I think this is untrue.  ever since the B news I installed on my much too
small iron in 1988, cross-posting has used Unix hard links.  this has
probably been so since the earliest days.  however, it's hard to manage
multi-gigabyte disks on many Unix boxes, so instead of mounting one disk
for news, you mount many, and since the file system mirrors the newsgroup
hierarchy, a disk usually corresponds to a major hierarchy.  unfortunately,
this means that you need one copy per disk, but this is infrequent.

| And, of course, the per-file overhead for these small files is
| mind-boggling--the minimum file size on some file systems may be as large
| as 32k or 64k bytes.

remember, you can tune a file system, but you can't tune a fish.  news file
systems differ greatly from user file systems -- they use block fragments
as small as the system provides.  1K is usual.  512 bytes is not uncommon.

the problem with managing news systems today is that expire and other tools
are asynchronous.  the system already knows everything it needs to know to
do very painless and fast expiration, maintaining an essentially flat use
of space by removing old articles when new ones come in.  in fact, that
list of articles-to-be-removed can be maintained very easily.  since RAM
isn't an object these days (at least not compared to the massive disks they
spend on news), and since news servers have so severe problems if they
crash that system administrators do everything in their power to keep them
running, expiration could be a "simple" question of keeping allocation
information in memory.  (the same problem applies to databases -- as soon
as you don't trust the memory, you face a staggering performance wall.  if
you _can_ trust the memory, you should forget the disks.)  also, since all
messages are uniquely identified by a message-ID, mapping from newsgroups
to message-IDs is a trivial exercise.  this means you can allocate space to
a message-ID instead of to an article in a given newsgroup, and only keep a
mapping from article number in a newsgroup to message-ID.  etc.

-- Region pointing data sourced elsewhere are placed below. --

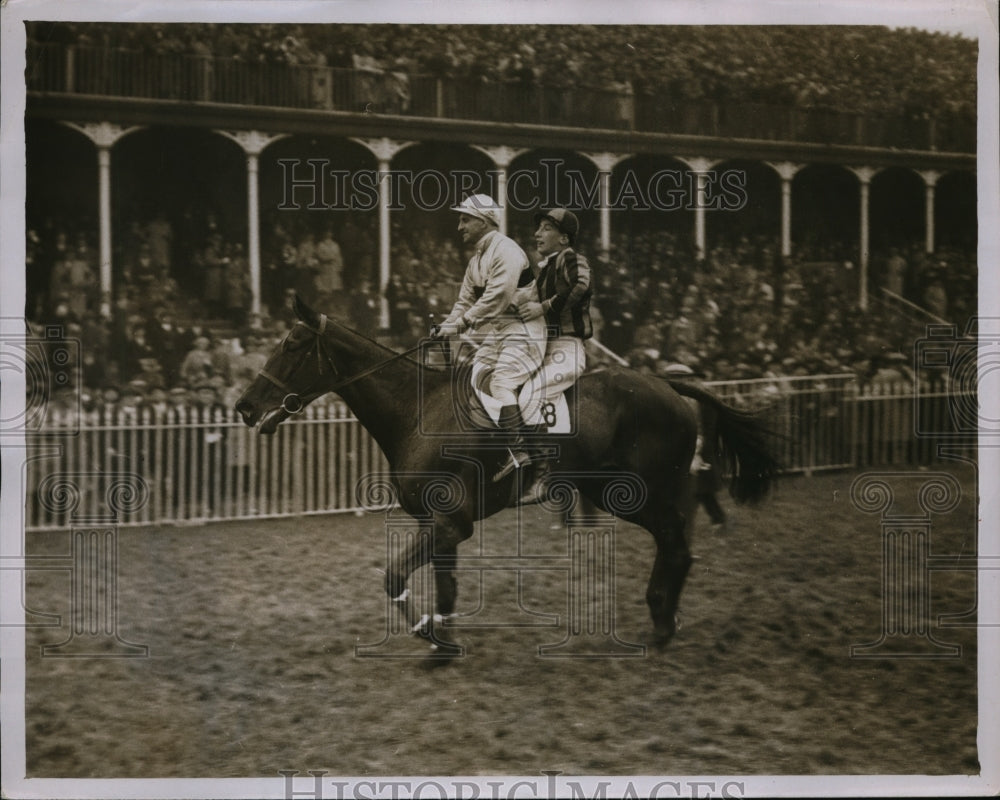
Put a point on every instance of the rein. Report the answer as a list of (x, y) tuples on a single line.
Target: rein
[(292, 401)]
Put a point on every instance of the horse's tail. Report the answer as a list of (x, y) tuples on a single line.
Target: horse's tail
[(744, 439)]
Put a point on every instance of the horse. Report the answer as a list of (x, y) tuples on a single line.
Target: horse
[(627, 424)]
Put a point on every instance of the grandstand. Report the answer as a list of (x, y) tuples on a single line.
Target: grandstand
[(852, 150)]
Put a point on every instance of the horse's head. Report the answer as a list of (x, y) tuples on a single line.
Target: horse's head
[(298, 371)]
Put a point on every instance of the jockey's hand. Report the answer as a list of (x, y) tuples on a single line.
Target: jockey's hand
[(530, 310)]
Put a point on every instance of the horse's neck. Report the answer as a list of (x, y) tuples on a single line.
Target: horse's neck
[(385, 401)]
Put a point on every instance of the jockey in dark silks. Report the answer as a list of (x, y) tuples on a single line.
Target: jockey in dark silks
[(563, 292)]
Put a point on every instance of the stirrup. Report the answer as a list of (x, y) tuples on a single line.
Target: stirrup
[(516, 461)]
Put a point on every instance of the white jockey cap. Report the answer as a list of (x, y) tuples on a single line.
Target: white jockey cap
[(481, 206)]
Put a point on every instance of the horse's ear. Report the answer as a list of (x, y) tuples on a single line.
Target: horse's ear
[(304, 313)]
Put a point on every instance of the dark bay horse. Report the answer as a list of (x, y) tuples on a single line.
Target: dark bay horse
[(627, 424)]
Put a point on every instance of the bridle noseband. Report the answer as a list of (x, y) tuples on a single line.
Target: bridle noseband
[(292, 403)]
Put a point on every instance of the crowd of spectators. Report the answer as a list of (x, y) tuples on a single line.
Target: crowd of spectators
[(907, 72)]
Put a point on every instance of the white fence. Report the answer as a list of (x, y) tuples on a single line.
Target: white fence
[(196, 464)]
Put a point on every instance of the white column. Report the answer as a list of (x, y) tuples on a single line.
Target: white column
[(384, 149), (104, 135), (865, 175), (253, 144), (786, 171), (605, 163), (930, 181), (700, 166), (502, 156)]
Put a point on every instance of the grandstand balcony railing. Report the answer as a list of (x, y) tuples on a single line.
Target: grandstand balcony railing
[(201, 465), (114, 72)]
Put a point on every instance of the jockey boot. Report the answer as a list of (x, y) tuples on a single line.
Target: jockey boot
[(510, 420)]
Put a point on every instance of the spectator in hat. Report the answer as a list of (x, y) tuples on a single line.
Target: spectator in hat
[(563, 291), (498, 280), (197, 366)]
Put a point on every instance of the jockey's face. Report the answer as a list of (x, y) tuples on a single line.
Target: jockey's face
[(549, 239), (472, 228)]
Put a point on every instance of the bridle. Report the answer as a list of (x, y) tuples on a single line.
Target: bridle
[(292, 402)]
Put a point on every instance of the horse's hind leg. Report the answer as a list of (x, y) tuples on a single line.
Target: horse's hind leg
[(673, 560)]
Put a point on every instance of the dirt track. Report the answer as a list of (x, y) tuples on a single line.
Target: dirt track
[(251, 631)]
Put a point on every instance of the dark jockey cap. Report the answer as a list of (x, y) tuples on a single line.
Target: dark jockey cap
[(565, 221)]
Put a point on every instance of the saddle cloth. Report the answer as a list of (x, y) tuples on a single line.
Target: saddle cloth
[(553, 414)]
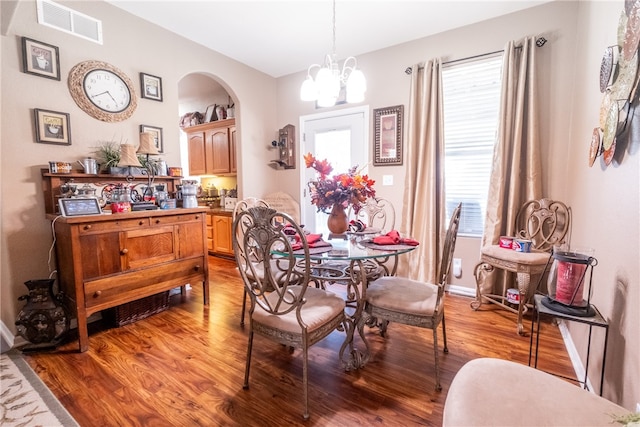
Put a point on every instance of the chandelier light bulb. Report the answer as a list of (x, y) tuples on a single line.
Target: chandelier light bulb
[(325, 88)]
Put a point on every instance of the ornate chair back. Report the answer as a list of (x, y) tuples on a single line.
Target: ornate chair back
[(283, 307), (242, 206), (378, 213), (545, 222)]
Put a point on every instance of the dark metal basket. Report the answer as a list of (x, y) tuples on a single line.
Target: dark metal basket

however, all these good ideas run into the same roadblock: the dumb user
agent, which depends on each article being a separate file identified by a
number in the filesystem hierarchy corresponding to the newsgroup
hierarchy.  this is the real problem.  however, this, too could have been
solved if Unix allowed loadable file systems that could fake it, while the
real storage management was message-ID-based.  in other words, a Network
News File System.  this file system could also be distributed, such that
only message-ID's and perhaps a few headers were exchanged, and servers
would pick up articles as they were referenced.  if they requested articles
through other servers the same way news propagates today, those other
servers could keep copies or know where to get an article.  new newsgroups
could be created without a lot of hassle, and the arbitron data would be
accurate.  (arbitron is the USENET readership statistics.)

the real impediment to change is not good ideas, it's not that things could
be done differently, it's not that they cannot be implemented at one site
and spread like wildfire, it's that Unix folks have a closed mindset.

#\Erik